‘Deprem’ kelimesini her yazdığımda, içim ürperiyor hala!
* * *
Her yer yıkılmış.
Şantiyeye dönmüşüz.
Enkazlar dağ gibi.
Yıkımlar devam ediyor.
* İş makinası
* Kamyon
* Beton mikseri
* Toz bulutu
* İnşaat seferberliği
* Rezerv alanları
Bir yandan da ‘Hayat devam ediyor’ düşüncesiyle yaşama tutunmaya çalışan Hataylılar’ın ayakta kalma mücadelesinin tam da göbeğindeyiz.
* * *
Canla-başla çalışanlar var.
Hem de ne çalışma!
Yöneticiler.
Fedakâr emekçiler.
Vatandaşlar.
Ne yapacağız?
Ne olacak?
Ne zaman bitecek?
Sorular, sorular, sorular…
* * *
Bir de madalyonun diğer yüzü var!
Can sıkıcı desek doğrudur.
‘Fırsatı ganimete çevirme gayretinde’ yapılan tüm güzel işleri baltalamaya çalışan bir grup var ki; tek dertleri kendi şahsi çıkarları!

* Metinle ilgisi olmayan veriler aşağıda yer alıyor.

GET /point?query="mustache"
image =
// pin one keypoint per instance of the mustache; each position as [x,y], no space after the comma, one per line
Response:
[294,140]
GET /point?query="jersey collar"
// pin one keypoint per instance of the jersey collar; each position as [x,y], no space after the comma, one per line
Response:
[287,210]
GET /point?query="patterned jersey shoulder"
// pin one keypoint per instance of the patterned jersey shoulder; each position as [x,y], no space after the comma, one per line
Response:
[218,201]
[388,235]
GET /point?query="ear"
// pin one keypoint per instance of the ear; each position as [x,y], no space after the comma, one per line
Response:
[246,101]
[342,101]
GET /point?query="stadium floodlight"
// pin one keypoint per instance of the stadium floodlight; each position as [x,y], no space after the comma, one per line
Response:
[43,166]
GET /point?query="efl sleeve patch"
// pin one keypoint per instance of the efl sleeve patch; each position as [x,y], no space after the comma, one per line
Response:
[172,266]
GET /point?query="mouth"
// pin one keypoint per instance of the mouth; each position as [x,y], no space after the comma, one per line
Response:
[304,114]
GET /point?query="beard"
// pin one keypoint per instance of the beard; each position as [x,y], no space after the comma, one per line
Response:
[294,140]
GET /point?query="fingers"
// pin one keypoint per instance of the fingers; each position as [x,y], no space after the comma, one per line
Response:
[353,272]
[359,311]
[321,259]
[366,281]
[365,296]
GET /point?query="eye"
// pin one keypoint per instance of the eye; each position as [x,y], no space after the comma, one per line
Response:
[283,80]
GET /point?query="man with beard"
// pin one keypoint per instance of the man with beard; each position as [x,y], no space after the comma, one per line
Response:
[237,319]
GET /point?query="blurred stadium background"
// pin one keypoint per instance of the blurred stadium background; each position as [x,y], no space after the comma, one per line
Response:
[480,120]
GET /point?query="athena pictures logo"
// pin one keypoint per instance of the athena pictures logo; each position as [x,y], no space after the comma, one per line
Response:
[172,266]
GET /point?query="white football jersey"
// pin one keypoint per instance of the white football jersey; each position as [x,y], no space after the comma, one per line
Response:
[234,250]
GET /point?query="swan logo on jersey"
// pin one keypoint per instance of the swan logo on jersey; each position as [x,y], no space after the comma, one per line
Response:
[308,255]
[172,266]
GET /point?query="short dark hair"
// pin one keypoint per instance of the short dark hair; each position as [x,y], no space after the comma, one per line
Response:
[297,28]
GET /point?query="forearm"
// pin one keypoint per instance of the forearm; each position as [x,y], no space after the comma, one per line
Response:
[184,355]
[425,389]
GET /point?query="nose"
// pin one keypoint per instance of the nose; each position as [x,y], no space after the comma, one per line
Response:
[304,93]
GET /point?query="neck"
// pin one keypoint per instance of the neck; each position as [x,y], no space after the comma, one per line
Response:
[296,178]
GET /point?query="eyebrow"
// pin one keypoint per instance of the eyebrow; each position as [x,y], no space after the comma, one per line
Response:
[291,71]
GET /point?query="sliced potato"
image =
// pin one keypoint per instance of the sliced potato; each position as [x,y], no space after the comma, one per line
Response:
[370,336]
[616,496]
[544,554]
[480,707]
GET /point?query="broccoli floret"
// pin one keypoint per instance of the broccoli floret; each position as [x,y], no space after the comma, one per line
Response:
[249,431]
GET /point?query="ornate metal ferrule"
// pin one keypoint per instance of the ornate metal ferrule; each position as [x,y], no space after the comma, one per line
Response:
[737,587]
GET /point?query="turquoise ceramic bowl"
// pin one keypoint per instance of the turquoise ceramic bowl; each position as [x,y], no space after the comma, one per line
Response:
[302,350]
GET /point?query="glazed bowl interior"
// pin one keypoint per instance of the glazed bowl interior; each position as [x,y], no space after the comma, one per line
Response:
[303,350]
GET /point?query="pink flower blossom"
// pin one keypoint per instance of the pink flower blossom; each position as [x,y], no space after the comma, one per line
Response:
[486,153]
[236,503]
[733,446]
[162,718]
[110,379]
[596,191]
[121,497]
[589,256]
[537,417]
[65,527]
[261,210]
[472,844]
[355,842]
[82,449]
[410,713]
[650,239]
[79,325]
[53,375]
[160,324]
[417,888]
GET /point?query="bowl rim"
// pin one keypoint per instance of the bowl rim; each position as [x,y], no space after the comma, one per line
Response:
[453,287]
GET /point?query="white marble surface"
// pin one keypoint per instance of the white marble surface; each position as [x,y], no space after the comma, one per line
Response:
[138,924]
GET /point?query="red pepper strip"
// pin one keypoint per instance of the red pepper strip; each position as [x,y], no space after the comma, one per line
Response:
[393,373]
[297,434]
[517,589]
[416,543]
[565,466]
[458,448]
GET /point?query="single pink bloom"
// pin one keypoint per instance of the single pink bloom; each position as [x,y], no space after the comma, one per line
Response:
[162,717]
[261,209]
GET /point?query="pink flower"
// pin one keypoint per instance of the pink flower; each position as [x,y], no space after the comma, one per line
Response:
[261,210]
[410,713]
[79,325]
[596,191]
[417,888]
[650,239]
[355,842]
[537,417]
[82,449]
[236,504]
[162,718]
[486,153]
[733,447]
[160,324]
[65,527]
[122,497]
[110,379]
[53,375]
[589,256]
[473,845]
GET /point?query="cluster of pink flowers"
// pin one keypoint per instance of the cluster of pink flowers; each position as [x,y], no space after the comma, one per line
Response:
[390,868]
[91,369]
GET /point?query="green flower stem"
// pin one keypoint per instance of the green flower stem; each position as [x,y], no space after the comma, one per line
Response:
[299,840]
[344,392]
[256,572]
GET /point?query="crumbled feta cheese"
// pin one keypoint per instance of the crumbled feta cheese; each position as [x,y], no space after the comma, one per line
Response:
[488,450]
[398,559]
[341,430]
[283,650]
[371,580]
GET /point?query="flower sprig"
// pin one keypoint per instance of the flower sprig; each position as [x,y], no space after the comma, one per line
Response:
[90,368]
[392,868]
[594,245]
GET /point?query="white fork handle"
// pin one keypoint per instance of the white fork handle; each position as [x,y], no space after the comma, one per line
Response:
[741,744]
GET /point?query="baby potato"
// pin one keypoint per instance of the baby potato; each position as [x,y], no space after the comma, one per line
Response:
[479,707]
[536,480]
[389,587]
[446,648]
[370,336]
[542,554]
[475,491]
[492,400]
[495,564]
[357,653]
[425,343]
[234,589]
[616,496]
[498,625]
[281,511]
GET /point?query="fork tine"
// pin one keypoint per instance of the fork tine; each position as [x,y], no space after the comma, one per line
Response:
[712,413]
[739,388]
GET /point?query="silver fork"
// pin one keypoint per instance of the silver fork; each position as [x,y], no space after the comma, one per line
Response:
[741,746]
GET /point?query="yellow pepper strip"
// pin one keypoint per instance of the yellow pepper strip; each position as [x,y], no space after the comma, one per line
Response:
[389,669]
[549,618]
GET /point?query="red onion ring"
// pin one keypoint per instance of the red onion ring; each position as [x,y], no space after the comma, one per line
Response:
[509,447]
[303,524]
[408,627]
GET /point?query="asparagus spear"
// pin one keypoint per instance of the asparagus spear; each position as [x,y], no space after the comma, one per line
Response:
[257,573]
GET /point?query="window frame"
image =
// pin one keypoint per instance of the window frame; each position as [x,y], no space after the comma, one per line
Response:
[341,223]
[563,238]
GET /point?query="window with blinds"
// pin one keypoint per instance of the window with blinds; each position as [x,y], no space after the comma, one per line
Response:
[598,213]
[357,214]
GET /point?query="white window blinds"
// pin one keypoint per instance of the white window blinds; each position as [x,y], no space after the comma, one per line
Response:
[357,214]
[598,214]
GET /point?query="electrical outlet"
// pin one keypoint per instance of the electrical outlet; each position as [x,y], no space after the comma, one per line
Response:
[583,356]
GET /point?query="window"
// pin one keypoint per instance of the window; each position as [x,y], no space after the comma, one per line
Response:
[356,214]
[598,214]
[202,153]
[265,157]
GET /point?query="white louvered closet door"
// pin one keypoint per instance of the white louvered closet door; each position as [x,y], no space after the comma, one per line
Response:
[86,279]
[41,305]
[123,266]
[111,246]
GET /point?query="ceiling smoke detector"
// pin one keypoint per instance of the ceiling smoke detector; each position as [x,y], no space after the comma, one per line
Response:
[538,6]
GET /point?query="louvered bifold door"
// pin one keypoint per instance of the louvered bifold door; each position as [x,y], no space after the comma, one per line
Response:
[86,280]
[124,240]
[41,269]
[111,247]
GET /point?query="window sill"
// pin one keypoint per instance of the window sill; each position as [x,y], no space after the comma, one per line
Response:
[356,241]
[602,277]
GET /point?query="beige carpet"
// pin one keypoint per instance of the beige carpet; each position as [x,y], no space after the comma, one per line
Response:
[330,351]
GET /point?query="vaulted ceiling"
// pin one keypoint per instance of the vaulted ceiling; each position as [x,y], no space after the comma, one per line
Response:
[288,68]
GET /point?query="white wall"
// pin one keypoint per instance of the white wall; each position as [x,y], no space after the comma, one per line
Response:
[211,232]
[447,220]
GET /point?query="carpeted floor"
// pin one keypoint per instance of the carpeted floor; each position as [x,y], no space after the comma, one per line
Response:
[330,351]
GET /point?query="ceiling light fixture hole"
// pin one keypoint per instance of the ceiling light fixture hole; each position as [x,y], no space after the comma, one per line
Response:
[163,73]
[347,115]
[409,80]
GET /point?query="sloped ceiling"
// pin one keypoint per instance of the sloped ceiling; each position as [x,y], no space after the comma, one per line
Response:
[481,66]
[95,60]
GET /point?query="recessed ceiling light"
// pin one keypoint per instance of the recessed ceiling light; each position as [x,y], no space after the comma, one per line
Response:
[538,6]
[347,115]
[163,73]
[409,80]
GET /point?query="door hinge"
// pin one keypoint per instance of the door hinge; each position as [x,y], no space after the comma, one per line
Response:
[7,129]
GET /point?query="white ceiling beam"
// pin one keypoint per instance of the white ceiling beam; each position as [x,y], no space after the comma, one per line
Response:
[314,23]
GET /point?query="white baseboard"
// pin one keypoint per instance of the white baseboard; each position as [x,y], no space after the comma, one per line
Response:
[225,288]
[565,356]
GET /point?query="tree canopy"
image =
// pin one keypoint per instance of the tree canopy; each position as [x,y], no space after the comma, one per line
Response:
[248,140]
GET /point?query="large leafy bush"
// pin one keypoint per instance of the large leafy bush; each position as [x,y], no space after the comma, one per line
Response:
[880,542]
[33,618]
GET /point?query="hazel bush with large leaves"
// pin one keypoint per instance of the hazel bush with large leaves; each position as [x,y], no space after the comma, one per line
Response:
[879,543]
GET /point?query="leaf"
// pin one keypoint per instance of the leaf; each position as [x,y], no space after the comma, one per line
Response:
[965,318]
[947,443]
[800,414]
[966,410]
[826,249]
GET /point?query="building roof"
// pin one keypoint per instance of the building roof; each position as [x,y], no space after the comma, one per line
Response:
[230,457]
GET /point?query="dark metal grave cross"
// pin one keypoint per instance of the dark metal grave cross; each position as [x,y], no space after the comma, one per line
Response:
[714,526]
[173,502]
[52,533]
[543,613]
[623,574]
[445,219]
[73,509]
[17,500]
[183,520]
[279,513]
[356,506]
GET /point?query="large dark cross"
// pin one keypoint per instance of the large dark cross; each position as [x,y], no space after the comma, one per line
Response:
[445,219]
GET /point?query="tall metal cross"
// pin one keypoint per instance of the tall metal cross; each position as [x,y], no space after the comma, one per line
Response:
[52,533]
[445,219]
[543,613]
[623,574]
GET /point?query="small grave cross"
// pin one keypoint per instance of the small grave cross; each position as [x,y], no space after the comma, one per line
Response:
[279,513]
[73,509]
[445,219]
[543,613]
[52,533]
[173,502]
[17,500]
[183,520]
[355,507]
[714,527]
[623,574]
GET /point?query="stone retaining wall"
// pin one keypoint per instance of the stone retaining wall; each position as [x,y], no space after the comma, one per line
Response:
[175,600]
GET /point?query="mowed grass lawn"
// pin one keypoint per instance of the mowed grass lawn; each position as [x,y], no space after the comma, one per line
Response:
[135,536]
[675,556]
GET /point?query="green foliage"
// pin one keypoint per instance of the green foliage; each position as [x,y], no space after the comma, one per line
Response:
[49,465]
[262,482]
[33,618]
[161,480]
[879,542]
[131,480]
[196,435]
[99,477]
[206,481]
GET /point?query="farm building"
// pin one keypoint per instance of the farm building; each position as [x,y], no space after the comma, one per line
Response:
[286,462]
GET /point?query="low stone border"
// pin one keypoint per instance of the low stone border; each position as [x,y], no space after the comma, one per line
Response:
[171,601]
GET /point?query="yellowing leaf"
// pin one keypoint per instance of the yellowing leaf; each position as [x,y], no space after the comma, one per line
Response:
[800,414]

Taş taş üstüne koymuyorlar!
da…
Bütün mesele işte bu ‘…da’ da gizli!
Bırakın taş taş üstüne koymayı; taş, taş üzerine konanları yıkıyorlar!
Mutlu – mesutlar!
Kendi reklamlarını yapıyorlar!
Protokolü severler!
Düğün – dernek Hatay dışındalar!
Dualarında bile fırsatı ganimete çevirirler:
“Rabbena, hep bana!”
Sözün Özü…
Deprem gibi, bunların varlığına da içim ürperiyor!